McLane Expands Aurora Driverless Trucking, Eyes Nationwide Rollout
Berkshire Hathaway’s McLane Logistics plans to deploy Aurora Driver-powered autonomous trucks on Texas and Sun Belt routes by year-end, signaling a broader rollout across its distribution network. For now, last-mile delivery remains with McLane drivers as the pilot scales.
Key Takeaways
- McLane aims year-end deployment of Aurora Driver-powered trucks on Texas and Sun Belt routes.
- Dallas–Houston autonomous pilot has run two round-trips daily since 2023, with last-mile handled by McLane drivers.
- Aurora Driver is expected to take on full driving tasks on future driverless routes, while current ops include an in-cab observer.
- International LT (VW) plans fully driverless trucks (200 by year-end) with today’s in-cab observer.
- McLane has 80 distribution centers and ~25,000 employees; 1,400 autonomous loads and 280,000 autonomous miles in Texas since 2023.

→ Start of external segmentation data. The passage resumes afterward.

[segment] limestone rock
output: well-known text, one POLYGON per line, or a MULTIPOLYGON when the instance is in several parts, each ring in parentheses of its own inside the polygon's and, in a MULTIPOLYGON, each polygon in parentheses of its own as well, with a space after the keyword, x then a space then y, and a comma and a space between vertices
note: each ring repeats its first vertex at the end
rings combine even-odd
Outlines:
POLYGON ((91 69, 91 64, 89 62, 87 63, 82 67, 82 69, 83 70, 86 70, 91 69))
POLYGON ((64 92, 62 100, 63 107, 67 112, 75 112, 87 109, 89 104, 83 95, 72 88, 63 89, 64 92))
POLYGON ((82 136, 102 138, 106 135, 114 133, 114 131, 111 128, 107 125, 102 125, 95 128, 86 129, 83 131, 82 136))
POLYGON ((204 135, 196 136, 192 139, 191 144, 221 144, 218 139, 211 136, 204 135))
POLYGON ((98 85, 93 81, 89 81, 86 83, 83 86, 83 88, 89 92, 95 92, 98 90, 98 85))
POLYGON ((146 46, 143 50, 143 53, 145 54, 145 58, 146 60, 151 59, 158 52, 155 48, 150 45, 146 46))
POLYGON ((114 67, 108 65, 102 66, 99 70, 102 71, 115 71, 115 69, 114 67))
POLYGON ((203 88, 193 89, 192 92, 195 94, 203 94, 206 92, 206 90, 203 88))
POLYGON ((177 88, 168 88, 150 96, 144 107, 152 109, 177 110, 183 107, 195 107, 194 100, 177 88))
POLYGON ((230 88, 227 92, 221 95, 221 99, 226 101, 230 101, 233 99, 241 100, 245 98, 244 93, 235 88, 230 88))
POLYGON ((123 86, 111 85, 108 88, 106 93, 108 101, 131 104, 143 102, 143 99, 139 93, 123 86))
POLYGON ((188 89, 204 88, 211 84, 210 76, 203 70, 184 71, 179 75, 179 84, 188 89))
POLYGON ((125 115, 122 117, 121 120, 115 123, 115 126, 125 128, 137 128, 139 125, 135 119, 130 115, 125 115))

- Aurora has a 1,000-mile Fort Worth–Phoenix autonomous route and Volvo Autonomous Solutions–Dallas–Oklahoma City 200-mile route.
People Involved
- No specific individuals mentioned
Entities Involved
- McLane LogisticsBerkshire Hathaway unit; major distributor serving Walmart and other retailers
- Aurora InnovationAutonomous trucking software provider powering Aurora Driver
- International LT (Volkswagen Group)VW subsidiary planning fully driverless trucks (200 by year-end) with in-cab observer today
- Volvo Autonomous SolutionsPartner on a 200-mile Dallas–Oklahoma City autonomous route
- Walmart Inc.Major customer served by McLane's distribution network
MarketMoodz Analysis
For investors, scaling driverless trucks across McLane’s network could meaningfully reduce middle-mile costs and boost asset utilization, but ROI hinges on capex, maintenance, and regulatory clearance.